- Réalisateur : Dominik Moll
- Auteur : Pauline Guéna
Et si le polar n’était jamais qu’une quête sans fin mettant au jour les fondements du mal, déconstruisant l’asymétrie entre homme et femme ? Adoptant cet axe vertigineux, Dominik Moll livre peut-être le plus grand film policier de 2022.
Dominik Moll, le réalisateur d’"Harry un ami qui vous veut du bien" ou encore de "Seules les bêtes" - c’est dire si le cinéaste apprécie les portraits désenchantés -, prend pour point de départ la mort brutale de Clara, adulescente assassinée la nuit fatidique du 12 en rentrant d’une soirée. En substance, on voit la liberté, la joie de vivre et l’innocence de la jeune femme, dévorée par les flammes, littéralement partir en fumée. Le symbole et sa représentation, en passant du rêve au cauchemar, sont insoutenables. D’une douceur et d’une gaieté infinie - on approche résolument l’universalité, dans le sillage des toiles pré-raphaélites -, Clara (incarnée par l’hypnotique Lula Cotton Frapier) s’évanouit dans la nuit noire pour ne plus rien laisser de sa beauté ni de sa fraîcheur.
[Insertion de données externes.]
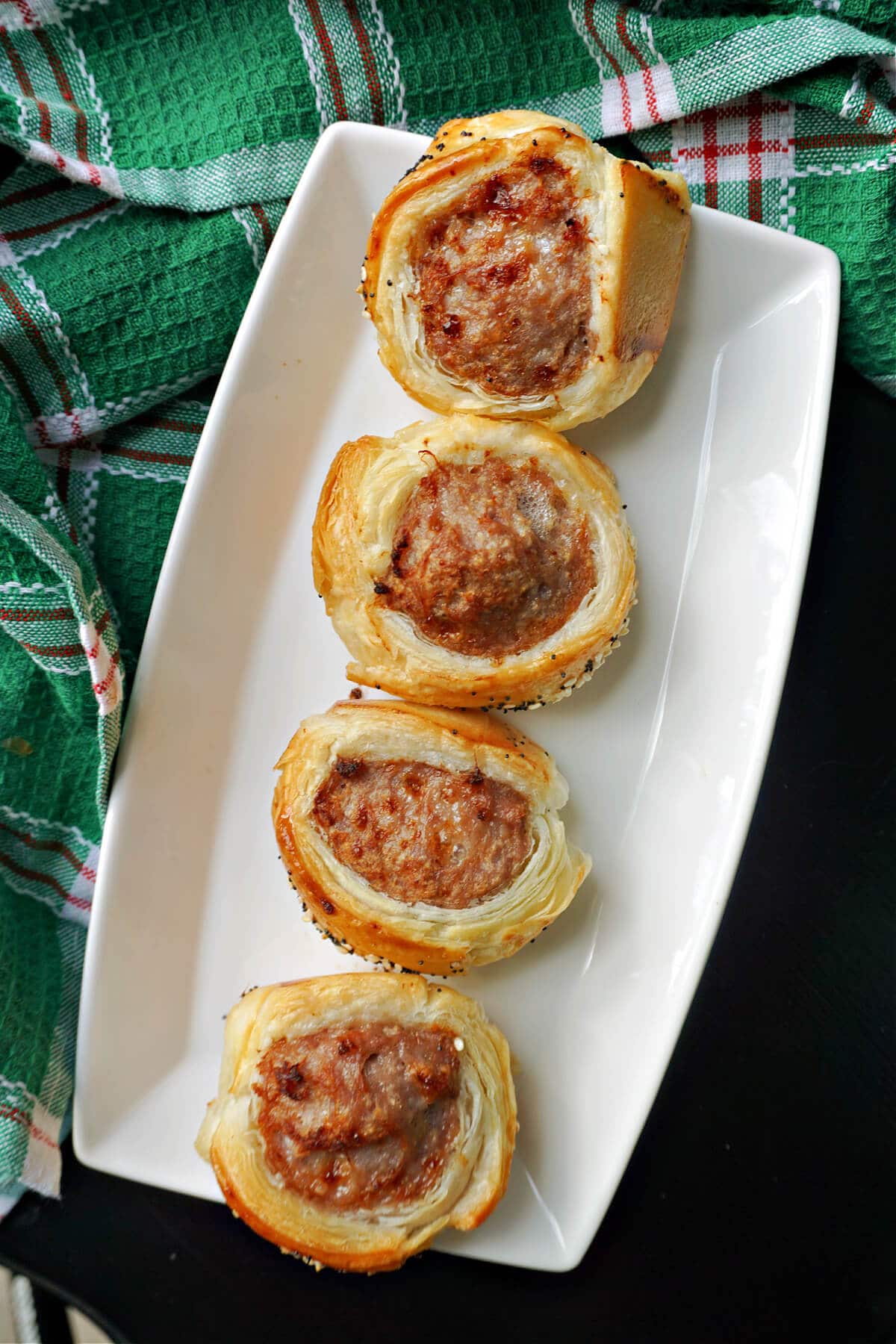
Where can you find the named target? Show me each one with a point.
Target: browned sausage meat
(489, 559)
(504, 287)
(361, 1117)
(423, 833)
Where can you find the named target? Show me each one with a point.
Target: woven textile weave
(160, 141)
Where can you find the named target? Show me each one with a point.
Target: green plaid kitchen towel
(161, 139)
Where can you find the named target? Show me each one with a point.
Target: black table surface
(759, 1203)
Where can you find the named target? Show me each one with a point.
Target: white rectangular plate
(718, 457)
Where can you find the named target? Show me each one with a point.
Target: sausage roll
(521, 272)
(423, 838)
(358, 1116)
(473, 562)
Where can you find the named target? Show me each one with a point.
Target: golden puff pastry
(358, 1116)
(523, 272)
(472, 562)
(423, 838)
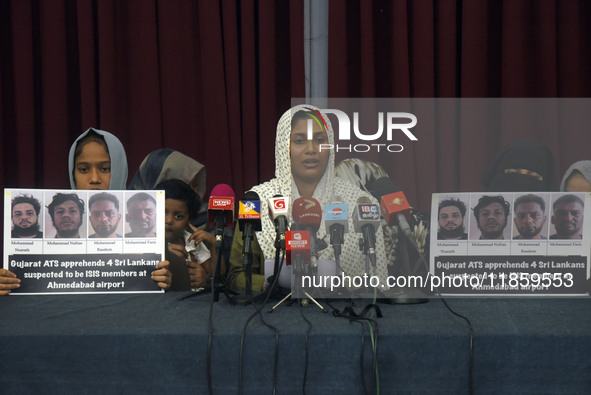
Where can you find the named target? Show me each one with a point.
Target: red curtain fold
(467, 49)
(209, 78)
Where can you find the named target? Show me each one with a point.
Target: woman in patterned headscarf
(303, 170)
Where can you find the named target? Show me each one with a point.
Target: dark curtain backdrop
(211, 78)
(468, 49)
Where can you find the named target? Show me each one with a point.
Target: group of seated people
(97, 160)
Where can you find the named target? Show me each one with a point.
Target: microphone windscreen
(393, 204)
(363, 200)
(223, 190)
(251, 195)
(307, 211)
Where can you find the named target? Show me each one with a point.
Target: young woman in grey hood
(97, 160)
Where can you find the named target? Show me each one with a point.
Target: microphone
(278, 212)
(307, 215)
(393, 205)
(366, 220)
(336, 220)
(298, 248)
(220, 211)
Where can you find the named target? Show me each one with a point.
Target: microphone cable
(258, 312)
(210, 320)
(301, 309)
(372, 324)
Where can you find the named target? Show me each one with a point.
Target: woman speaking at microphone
(302, 169)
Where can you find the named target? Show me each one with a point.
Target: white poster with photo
(513, 243)
(78, 241)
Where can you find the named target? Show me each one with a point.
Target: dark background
(211, 79)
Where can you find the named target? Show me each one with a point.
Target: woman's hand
(162, 276)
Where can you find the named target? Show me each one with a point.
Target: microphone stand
(298, 271)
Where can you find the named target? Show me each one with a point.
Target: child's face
(176, 220)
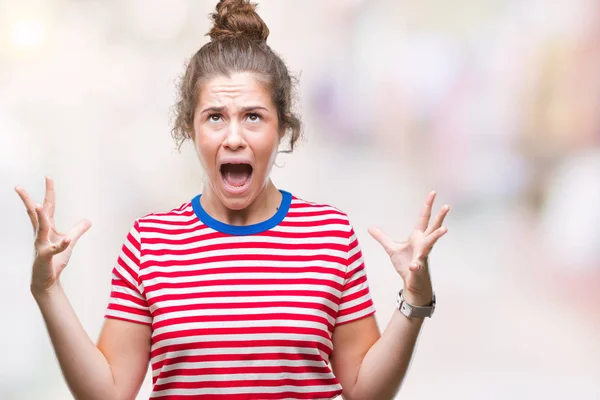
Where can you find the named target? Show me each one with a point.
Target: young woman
(246, 291)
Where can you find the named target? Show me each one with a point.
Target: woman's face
(236, 133)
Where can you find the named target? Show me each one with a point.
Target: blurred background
(495, 104)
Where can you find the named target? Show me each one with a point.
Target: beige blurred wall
(491, 103)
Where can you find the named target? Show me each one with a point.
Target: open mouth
(236, 176)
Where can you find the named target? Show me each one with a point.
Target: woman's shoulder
(182, 213)
(300, 206)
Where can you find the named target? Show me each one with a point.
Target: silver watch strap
(410, 310)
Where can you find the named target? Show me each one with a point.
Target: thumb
(78, 230)
(384, 240)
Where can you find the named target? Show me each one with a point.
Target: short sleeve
(356, 301)
(127, 301)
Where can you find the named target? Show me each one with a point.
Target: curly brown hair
(238, 44)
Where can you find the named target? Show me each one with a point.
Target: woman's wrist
(419, 299)
(41, 294)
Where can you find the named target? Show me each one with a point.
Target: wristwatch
(414, 311)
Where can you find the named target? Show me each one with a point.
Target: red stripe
(244, 317)
(238, 357)
(243, 370)
(129, 310)
(244, 293)
(238, 282)
(255, 396)
(249, 305)
(246, 257)
(292, 344)
(246, 270)
(247, 330)
(246, 383)
(248, 245)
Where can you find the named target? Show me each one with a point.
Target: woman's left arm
(372, 366)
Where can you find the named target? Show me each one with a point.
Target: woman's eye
(214, 117)
(253, 117)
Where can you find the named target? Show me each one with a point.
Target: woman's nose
(234, 138)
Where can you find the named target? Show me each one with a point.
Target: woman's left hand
(410, 257)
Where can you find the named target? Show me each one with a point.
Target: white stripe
(249, 389)
(355, 315)
(243, 263)
(135, 317)
(255, 299)
(234, 351)
(233, 240)
(221, 340)
(245, 251)
(249, 288)
(243, 363)
(244, 275)
(243, 377)
(244, 311)
(271, 323)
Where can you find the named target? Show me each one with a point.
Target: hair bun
(235, 18)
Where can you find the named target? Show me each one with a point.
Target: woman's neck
(263, 207)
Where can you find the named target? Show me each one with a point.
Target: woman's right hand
(52, 249)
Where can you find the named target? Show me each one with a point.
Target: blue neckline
(253, 229)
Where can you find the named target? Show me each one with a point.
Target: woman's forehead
(243, 89)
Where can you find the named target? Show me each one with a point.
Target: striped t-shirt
(242, 312)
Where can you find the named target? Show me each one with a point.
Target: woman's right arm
(113, 370)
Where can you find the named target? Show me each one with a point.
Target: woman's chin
(236, 198)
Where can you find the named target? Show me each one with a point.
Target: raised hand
(52, 249)
(410, 258)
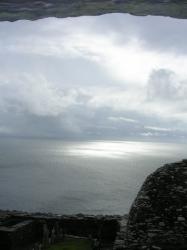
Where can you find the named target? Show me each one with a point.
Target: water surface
(93, 177)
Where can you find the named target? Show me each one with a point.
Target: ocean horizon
(66, 177)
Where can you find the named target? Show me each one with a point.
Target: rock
(12, 10)
(158, 217)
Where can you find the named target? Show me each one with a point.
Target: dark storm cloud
(112, 76)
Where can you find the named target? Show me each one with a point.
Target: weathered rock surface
(158, 217)
(11, 10)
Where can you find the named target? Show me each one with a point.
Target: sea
(71, 177)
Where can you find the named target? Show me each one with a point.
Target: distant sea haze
(92, 177)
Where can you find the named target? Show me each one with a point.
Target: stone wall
(158, 217)
(11, 10)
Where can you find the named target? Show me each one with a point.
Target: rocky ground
(11, 10)
(158, 217)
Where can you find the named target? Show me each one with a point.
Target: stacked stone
(158, 217)
(120, 237)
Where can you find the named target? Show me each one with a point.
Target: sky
(114, 76)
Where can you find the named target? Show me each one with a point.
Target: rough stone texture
(11, 10)
(158, 217)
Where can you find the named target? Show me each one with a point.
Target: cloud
(104, 76)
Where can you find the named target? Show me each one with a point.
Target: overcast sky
(115, 76)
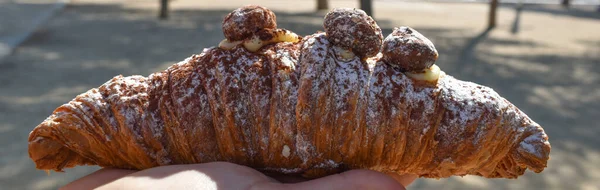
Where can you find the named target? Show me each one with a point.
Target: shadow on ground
(86, 45)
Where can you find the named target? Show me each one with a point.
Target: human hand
(224, 175)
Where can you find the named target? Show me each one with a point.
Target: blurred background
(542, 55)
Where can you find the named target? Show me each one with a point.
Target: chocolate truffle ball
(353, 29)
(243, 22)
(408, 50)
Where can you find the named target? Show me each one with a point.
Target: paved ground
(20, 18)
(544, 59)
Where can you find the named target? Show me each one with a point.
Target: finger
(287, 178)
(404, 179)
(98, 178)
(214, 175)
(354, 179)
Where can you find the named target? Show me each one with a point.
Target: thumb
(354, 179)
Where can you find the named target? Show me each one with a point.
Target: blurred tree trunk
(566, 3)
(322, 5)
(164, 9)
(367, 6)
(492, 17)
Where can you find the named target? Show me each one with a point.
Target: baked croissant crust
(306, 107)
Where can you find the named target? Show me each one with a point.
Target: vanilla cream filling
(226, 44)
(430, 74)
(343, 54)
(255, 43)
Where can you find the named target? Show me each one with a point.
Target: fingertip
(353, 179)
(404, 179)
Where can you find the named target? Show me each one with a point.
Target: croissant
(315, 105)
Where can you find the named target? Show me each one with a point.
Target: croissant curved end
(533, 151)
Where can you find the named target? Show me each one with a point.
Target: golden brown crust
(292, 108)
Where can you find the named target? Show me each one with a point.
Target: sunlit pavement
(544, 59)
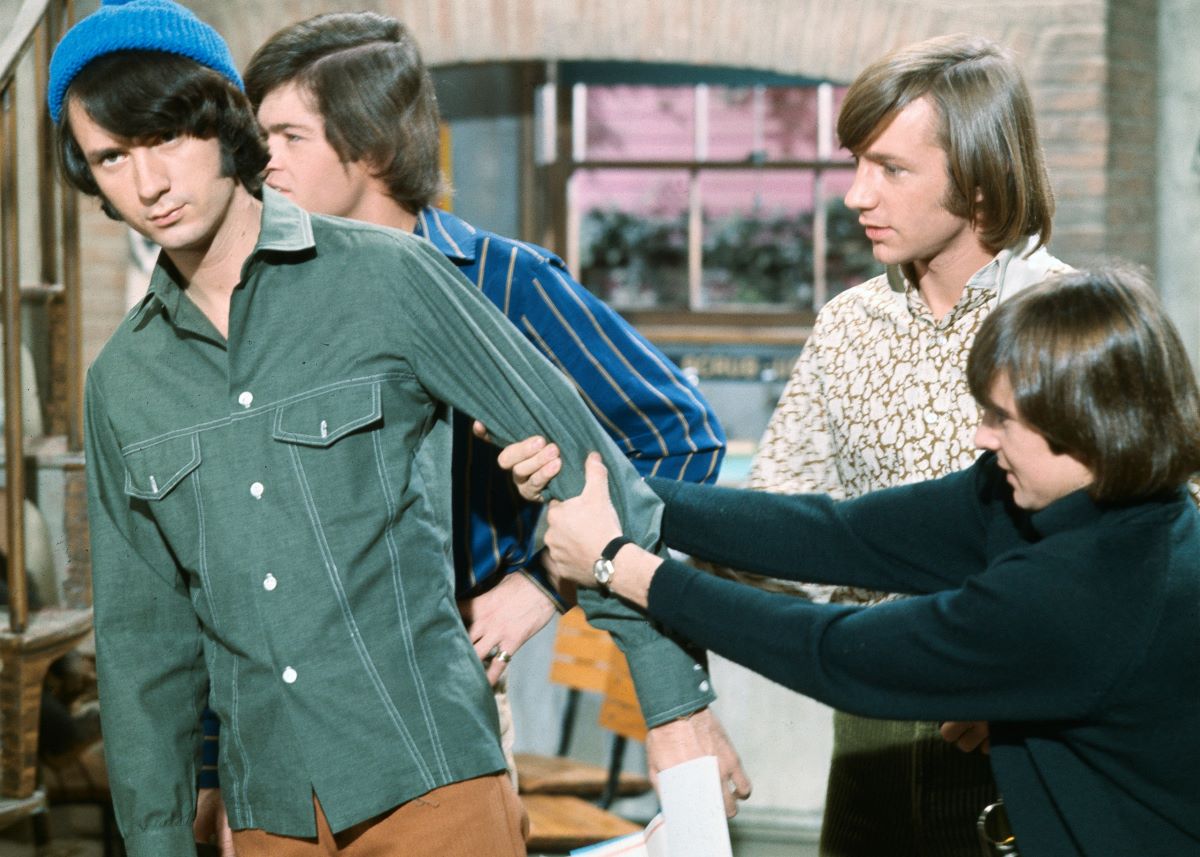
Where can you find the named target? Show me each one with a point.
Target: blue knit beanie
(136, 25)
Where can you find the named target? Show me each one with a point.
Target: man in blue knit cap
(269, 496)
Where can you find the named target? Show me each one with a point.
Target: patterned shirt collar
(286, 228)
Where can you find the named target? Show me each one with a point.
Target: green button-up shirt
(270, 526)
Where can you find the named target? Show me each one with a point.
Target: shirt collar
(286, 228)
(1009, 271)
(451, 235)
(1072, 511)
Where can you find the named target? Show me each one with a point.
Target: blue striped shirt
(655, 415)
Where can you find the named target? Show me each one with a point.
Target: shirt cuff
(537, 573)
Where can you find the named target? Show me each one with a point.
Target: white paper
(691, 823)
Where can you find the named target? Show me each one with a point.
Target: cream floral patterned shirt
(879, 397)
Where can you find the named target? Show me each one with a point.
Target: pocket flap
(323, 419)
(151, 472)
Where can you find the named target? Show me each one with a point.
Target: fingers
(953, 730)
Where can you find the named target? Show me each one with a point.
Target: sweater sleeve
(911, 539)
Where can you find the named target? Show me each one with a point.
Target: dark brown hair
(1099, 371)
(985, 126)
(365, 76)
(149, 96)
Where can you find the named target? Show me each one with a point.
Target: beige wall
(1091, 65)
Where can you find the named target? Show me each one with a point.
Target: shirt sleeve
(654, 414)
(796, 455)
(151, 705)
(643, 401)
(468, 355)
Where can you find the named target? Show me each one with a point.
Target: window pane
(849, 259)
(640, 123)
(633, 235)
(757, 238)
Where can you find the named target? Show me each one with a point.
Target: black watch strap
(610, 550)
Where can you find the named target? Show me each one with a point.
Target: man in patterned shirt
(953, 195)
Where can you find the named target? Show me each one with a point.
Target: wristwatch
(603, 568)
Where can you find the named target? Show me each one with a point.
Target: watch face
(603, 571)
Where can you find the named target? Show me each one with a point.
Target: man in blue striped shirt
(353, 130)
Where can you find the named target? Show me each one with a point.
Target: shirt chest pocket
(325, 418)
(154, 471)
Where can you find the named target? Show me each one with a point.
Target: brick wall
(1132, 115)
(1090, 65)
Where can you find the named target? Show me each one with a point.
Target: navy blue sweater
(1074, 630)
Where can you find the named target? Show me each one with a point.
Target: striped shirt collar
(451, 235)
(286, 228)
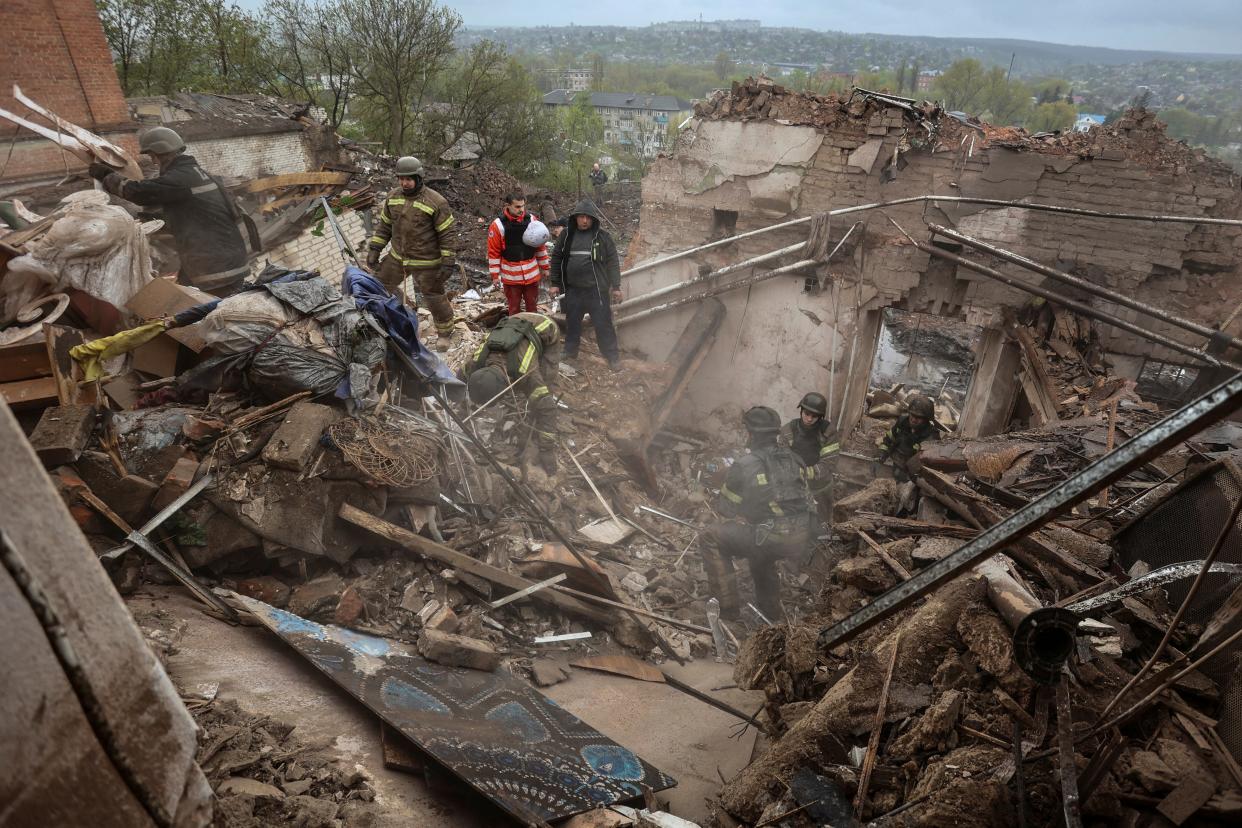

Puis le cinéaste radiographie l’enquête de la police judiciaire visant à retrouver le tueur. Mais problème : les interrogatoires se multiplient et avec eux les fausses pistes. À tel point que ce crime odieux en forme de voie sans issue se révèle insoluble et finit par hanter les enquêteurs jusqu’à la folie.
Dès le départ, "La Nuit du 12" met en scène une double énigme : le caractère incompréhensible de l’assassinat de Clara - parce qu’impensable - et tous ces signes qui transforment inexorablement l’enquête en labyrinthe absurde. D’entrée de jeu sur les lieux du crime, le médecin légiste est en retard car il il a manqué la sortie. Sur son temps libre, Yohan le commissaire fait du vélo sur piste et tourne de fait inlassablement en rond. Puis au gré des interrogatoires, la nonchalance et le détachement des jeunes suspects - tous autant qu’ils sont des incarnations par excellence de la masculinité toxique, minimisant la violence jusqu’au délire - ne cessent de brouiller les pistes. Sans compter que les policiers eux-mêmes - tous des hommes - échouent pour la plupart à adopter un regard dépourvu de stéréotypes sur le crime et la victime - hormis peut-être Yohan et Marceau, les deux protagonistes principaux incarnés avec génie par Bastien Bouillon et Bouli Lanners.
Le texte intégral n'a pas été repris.